Ok, just talked to the dr on call on the phone. They want to see him tomorrow so in the morning I will be setting up an appt. unless of course its gone or something. in the meantime if it looks bad or gets worse I am to bring him to ER. He is absolutely playing and acting fine tonight. For a while after his bath he was batting at it more than once per minute. No fever or other signs of illness.

The dr said what they would do in ER is give him an injection of cortisone (sp?) or possibly by mouth.

If going into office, they will give him orally (same thing) and it will be for 5 days. This is to prevent it from getting any worse.

Im hoping it doesnt look bad enough to them to do that of course because I am unsure yet (no time to search yet) on side effects of that or what. any advice?

I asked what if it was a spider bite and we did nothing, she said it could last about one week if doing nothing. the cortisone would help it go away faster.

we'll see what happens tonight, and what it looks like in the morning. I will have him seen for sure, and get the rx. filled. Im just not entirely positive this is the wisest route, if it appears to not be any worse in the morning. Im hopeful maybe it will get better?

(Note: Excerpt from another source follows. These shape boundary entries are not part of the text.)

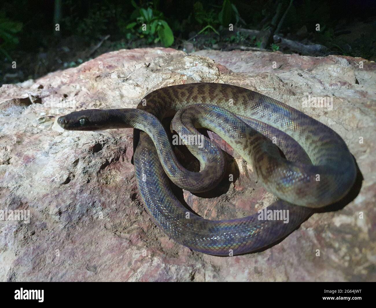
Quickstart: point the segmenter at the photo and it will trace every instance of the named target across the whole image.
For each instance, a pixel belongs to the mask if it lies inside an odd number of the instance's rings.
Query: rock
[[[0,210],[22,210],[29,221],[0,223],[0,279],[374,281],[375,68],[374,62],[349,57],[145,49],[3,85]],[[135,107],[153,90],[198,82],[257,91],[333,128],[364,178],[355,199],[315,214],[259,252],[221,258],[192,252],[165,235],[143,208],[131,163],[132,129],[64,131],[56,123],[73,110]],[[332,104],[305,106],[308,96],[329,97]],[[183,192],[193,210],[206,218],[232,218],[273,202],[250,166],[214,137],[234,157],[228,159],[238,173],[212,198]]]

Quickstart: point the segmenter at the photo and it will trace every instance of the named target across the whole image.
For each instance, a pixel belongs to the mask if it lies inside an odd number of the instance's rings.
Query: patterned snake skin
[[[186,143],[200,161],[199,172],[188,170],[179,162],[160,122],[174,114],[172,127],[183,140],[185,136],[202,138],[201,146],[198,141]],[[235,86],[168,86],[147,95],[136,109],[76,111],[61,117],[58,123],[70,130],[136,129],[135,168],[146,209],[168,236],[206,253],[240,254],[270,245],[293,231],[312,213],[312,208],[340,199],[355,178],[353,159],[335,132],[285,104]],[[225,169],[221,151],[195,127],[214,132],[252,164],[259,180],[279,198],[268,210],[288,211],[288,223],[261,219],[258,214],[206,219],[178,200],[166,174],[181,188],[204,191],[218,183]]]

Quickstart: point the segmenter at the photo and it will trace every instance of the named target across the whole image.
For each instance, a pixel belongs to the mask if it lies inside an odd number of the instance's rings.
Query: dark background
[[[305,44],[322,44],[327,48],[323,56],[376,59],[374,0],[294,0],[288,10],[290,0],[227,1],[232,6],[226,7],[228,18],[224,20],[220,17],[225,6],[223,0],[3,0],[0,4],[0,83],[35,78],[124,48],[164,46],[189,52],[259,47],[258,38],[239,32],[236,27],[270,29],[279,4],[281,14],[287,12],[274,34]],[[148,8],[152,19],[140,19],[141,10]],[[170,42],[166,43],[165,36],[162,41],[163,33],[158,29],[154,33],[141,30],[142,23],[149,26],[153,20],[160,24],[157,27],[168,25],[173,36],[172,44],[171,37],[167,37]],[[223,26],[229,20],[236,26],[230,34],[228,27]],[[56,21],[59,31],[55,30]],[[320,31],[315,30],[318,23]],[[294,52],[277,43],[268,43],[265,49]],[[17,64],[17,71],[12,68],[13,61]]]

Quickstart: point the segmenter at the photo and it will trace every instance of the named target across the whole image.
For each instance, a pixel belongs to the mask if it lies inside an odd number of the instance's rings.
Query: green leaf
[[[127,25],[127,26],[125,27],[126,29],[133,29],[137,24],[137,23],[136,22],[131,23],[130,24],[128,24]]]
[[[155,33],[155,29],[158,25],[158,21],[154,20],[150,25],[150,32],[152,34]]]
[[[136,4],[136,2],[135,2],[134,0],[131,0],[130,3],[133,6],[133,7],[135,9],[138,9],[138,6]]]
[[[174,42],[174,33],[168,24],[164,20],[160,20],[161,26],[158,29],[158,35],[165,47],[169,47]]]
[[[229,26],[229,24],[231,21],[232,16],[232,8],[229,0],[224,0],[222,6],[222,9],[219,12],[218,18],[221,24],[223,27]]]

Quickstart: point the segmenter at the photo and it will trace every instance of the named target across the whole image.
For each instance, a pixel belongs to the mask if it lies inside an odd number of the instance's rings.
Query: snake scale
[[[183,140],[190,135],[202,140],[201,145],[186,144],[200,162],[199,172],[186,169],[174,153],[161,122],[174,114],[172,128]],[[60,117],[58,123],[69,130],[135,128],[137,184],[152,220],[177,242],[216,255],[254,252],[275,242],[296,229],[313,208],[340,199],[356,174],[347,146],[331,129],[282,103],[234,85],[167,86],[147,94],[137,109],[74,111]],[[221,150],[200,134],[200,128],[217,134],[252,164],[258,180],[278,197],[268,209],[288,211],[288,223],[260,219],[257,214],[206,219],[182,204],[167,176],[180,188],[204,191],[218,184],[225,169]]]

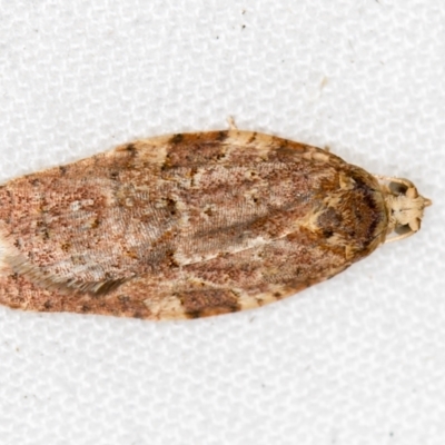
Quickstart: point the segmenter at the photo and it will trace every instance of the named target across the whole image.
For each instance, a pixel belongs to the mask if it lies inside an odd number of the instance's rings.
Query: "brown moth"
[[[0,187],[0,303],[156,320],[263,306],[419,229],[431,201],[385,179],[237,129],[13,179]]]

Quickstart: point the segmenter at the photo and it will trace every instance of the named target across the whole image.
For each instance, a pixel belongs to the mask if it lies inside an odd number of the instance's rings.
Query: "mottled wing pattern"
[[[0,303],[247,309],[336,275],[386,226],[377,181],[318,148],[238,130],[141,140],[0,188]]]

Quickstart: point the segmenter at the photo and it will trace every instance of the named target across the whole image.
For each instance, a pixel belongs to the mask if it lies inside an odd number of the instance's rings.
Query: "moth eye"
[[[418,230],[418,229],[417,229],[417,230]],[[397,226],[397,227],[394,229],[394,231],[395,231],[397,235],[406,235],[406,234],[408,234],[408,233],[417,231],[417,230],[414,230],[414,229],[409,226],[409,224],[405,224],[405,225],[403,225],[403,226]]]

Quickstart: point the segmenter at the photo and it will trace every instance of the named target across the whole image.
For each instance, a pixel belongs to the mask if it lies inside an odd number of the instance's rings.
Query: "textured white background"
[[[434,200],[416,236],[250,313],[0,308],[0,443],[445,443],[445,3],[0,0],[0,180],[225,128]]]

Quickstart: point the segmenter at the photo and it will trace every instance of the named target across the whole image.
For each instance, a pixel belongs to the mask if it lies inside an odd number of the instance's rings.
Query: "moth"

I gave a tsp or so of cod liver oil and extra C and E tonight, to possibly help inflammation although Im doubtful. The thing I read online you want to avoid with spider bites (and in cartilage in ear is especially prone to) is infections, which will need antibiotics. He had terrible reaction to one antibiotic he was on more than a yr ago and I will avoid that scenerio at all costs! I have ionic silver here and Im contemplating using a few drops as a precaution (any thoughts?) although I dont think its warranted quite yet.

working on photos. will edit later

Oh - she said I could use bendryl (we have none, have never used it before) internally to reduce swelling. what does everyone think of this?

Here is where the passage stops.